I contributi pubblici per la stampa di partito vengono istituiti con la legge 67/1987, con la quale si destinavano fondi per gli organi di partito rappresentati nel parlamento (si ricordi che la data di introduzione della legge non è banale: tra il 1980 e il 1996 la politica contabile dello stato diede vita ad un incremento del debito pubblico (rispetto al pil) di quasi il 100%); e si noti bene, erano necessari un “legame forte” sia tra l’attività editoriale ed il gruppo politico a cui faceva capo, sia tra il gruppo politico ed la rappresentanza di questo in parlamento. La prima (delle tante) modifiche alla legge è la 250/1990, la quale amplia il range di applicazione della legge precedente, concedendo i contributi statali ai giornali “collegati” (e non si spiega bene in che modo) a due deputati o senatori iscritti in un dato gruppo, ovvero ad un parlamentare italiano ed uno europeo. Ciò nonostante, il numero di giornali richiedenti i finanziamenti era di appena 13 elementi. Le cose cambiano considerevolmente con l’introduzione della 650/1996: ora la legge impone come condizione sufficiente alla sua applicazione la mera dichiarazione di appartenenza dei parlamentari di riferimento: si può capire bene come sia stato possibile passare dai 13 giornali richiedenti del 1990, agli oltre 40 del 1996. Tralasciando la modifica apportata con la legge 448/1998 che poco cambia la sostanza delle precedenti, la legge attualmente in vigore, legata a quanto prevede la finanziaria per il 2001, reintroduce come condizione necessaria all’ottenimento di contributi statali, un legame stretto tra il giornale ed n gruppo parlamentare italiano, o in alternativa con un deputato o senatore appartenente alle minoranze linguistiche, ovvero ancora con due europarlamentari. A ben vedere però, la stessa disposizione della finanziaria prevede un escamotage a se stessa: tutti coloro che non posseggono i requisiti richiesti possono trasformarsi in cooperative, suggerimento, come vedremo, largamente accettato da gran parte degli ex giornali di partito.

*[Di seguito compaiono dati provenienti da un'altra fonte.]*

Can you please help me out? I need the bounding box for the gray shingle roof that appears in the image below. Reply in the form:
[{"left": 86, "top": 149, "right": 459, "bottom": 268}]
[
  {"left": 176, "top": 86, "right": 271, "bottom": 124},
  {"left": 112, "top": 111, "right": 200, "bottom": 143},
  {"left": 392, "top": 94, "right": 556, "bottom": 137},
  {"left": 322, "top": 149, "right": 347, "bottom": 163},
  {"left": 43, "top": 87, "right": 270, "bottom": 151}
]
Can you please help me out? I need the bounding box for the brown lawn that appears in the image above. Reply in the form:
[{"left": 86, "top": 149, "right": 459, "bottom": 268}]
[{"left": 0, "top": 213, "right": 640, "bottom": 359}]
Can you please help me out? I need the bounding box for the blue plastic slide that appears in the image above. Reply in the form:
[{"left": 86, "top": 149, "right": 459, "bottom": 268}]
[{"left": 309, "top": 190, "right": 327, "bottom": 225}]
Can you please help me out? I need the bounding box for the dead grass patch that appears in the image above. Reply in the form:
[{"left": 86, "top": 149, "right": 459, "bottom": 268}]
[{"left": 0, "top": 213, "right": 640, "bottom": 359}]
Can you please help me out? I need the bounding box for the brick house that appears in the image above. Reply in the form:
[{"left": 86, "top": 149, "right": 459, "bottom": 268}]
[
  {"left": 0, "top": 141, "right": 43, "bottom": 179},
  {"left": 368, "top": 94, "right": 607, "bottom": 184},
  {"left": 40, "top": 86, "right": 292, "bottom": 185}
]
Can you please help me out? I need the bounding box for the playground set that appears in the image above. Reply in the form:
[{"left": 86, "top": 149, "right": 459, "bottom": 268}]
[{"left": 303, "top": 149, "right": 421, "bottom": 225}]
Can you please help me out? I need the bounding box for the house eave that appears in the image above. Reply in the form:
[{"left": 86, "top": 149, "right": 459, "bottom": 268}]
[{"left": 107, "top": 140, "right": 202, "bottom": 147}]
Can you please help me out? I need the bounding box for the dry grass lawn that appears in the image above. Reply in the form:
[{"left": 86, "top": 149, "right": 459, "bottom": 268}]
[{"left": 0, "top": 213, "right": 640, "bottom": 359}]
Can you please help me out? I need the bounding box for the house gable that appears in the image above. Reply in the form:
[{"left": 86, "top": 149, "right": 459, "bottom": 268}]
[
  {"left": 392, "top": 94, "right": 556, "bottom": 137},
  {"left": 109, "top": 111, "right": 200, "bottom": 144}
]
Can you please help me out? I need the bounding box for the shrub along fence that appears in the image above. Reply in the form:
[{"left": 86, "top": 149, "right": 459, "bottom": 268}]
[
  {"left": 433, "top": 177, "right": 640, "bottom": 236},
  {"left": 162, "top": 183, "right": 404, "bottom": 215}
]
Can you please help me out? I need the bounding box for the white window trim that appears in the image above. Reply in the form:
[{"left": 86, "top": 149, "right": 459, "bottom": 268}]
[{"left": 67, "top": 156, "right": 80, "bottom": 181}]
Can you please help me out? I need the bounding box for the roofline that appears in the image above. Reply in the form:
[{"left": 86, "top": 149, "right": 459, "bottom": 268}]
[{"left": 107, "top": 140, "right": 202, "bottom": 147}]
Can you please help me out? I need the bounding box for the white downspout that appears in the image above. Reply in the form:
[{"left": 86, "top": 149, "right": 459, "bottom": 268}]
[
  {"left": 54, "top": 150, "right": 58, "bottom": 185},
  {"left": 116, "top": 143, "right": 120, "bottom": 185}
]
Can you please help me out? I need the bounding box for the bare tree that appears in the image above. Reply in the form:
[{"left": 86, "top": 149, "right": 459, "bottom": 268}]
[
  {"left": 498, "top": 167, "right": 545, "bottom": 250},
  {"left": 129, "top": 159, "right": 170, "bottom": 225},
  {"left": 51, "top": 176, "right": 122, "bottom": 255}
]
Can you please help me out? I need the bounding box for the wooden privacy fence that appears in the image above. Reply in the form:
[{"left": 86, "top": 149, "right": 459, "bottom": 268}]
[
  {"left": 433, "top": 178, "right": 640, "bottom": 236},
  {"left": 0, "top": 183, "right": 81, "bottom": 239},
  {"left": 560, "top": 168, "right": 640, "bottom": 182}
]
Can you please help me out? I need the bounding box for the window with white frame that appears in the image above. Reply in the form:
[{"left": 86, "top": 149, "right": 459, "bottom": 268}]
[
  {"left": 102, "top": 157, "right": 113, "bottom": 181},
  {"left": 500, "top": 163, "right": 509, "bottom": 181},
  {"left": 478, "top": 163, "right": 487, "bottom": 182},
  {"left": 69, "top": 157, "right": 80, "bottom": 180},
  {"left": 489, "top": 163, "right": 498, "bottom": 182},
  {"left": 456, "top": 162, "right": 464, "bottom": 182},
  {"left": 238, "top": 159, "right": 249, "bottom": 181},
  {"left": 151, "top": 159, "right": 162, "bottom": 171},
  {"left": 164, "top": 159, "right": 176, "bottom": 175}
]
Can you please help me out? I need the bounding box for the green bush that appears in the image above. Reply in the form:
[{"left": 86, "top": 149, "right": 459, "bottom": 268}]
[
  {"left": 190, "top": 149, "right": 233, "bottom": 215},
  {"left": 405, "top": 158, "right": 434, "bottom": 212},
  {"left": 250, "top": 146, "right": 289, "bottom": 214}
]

Orbene, come dicevamo sopra, la ratio della norma è di dar espressione politica alla variegata rappresentazione popolare. Se così è, ci risulta strano capire il perché si davano finanziamenti a più di un giornale appartenente alla stessa linea politica (non stiamo affermando che si è agiti contro la legge, ci chiediamo perché la legge abbia previsto ciò), ma soprattutto non capiamo il perché con la finanziaria del 2000 e poi con il disegno di legge di riforma della disciplina dell’editoria attualmente in discussione alla camera, si sia introdotto il gioco di prestigio delle cooperative (ripetiamo, largamente utilizzato dai giornali che non rientrano nei nuovi e più giusti parametri della attuale normativa). Ma ciò che ci preoccupa maggiormente è l’inerzia dell’Antitrust italiano, e il bene placido della commissione europea. E difficile e se volgliamo epistemologicamente errata la giustificazione che pur si sente spesso che il problema è un falso problema perchè l’Italia non è l’unico paese ad utilizzare questa prassi. Credo (e rimanga una considerazione strettamente personale) che come molti problemi italiani, il presente sia un problemi di interessi: quale deputato razionale avrebbe interesse a limitare i finanziamenti a organi, anche i più periferici, della sua organizzazione politica? Al pari delle modalità con cui in parlamento si decide in materia dei contributi statali ai partiti o degli stipendi dei parlamentari (e chiudo qui il discorso non essendo questo l’argomento dell’articolo) il problema dei finanziamenti sovrabbondanti ai giornali politici nasce da una non corretta attribuzione dei compiti: come accade per diverse attività economiche che in qualche modo tangono gli interessi collettivi, sarebbe preferibile che i contributi statali fossero stabiliti da commissioni indipendenti di esperti del settore.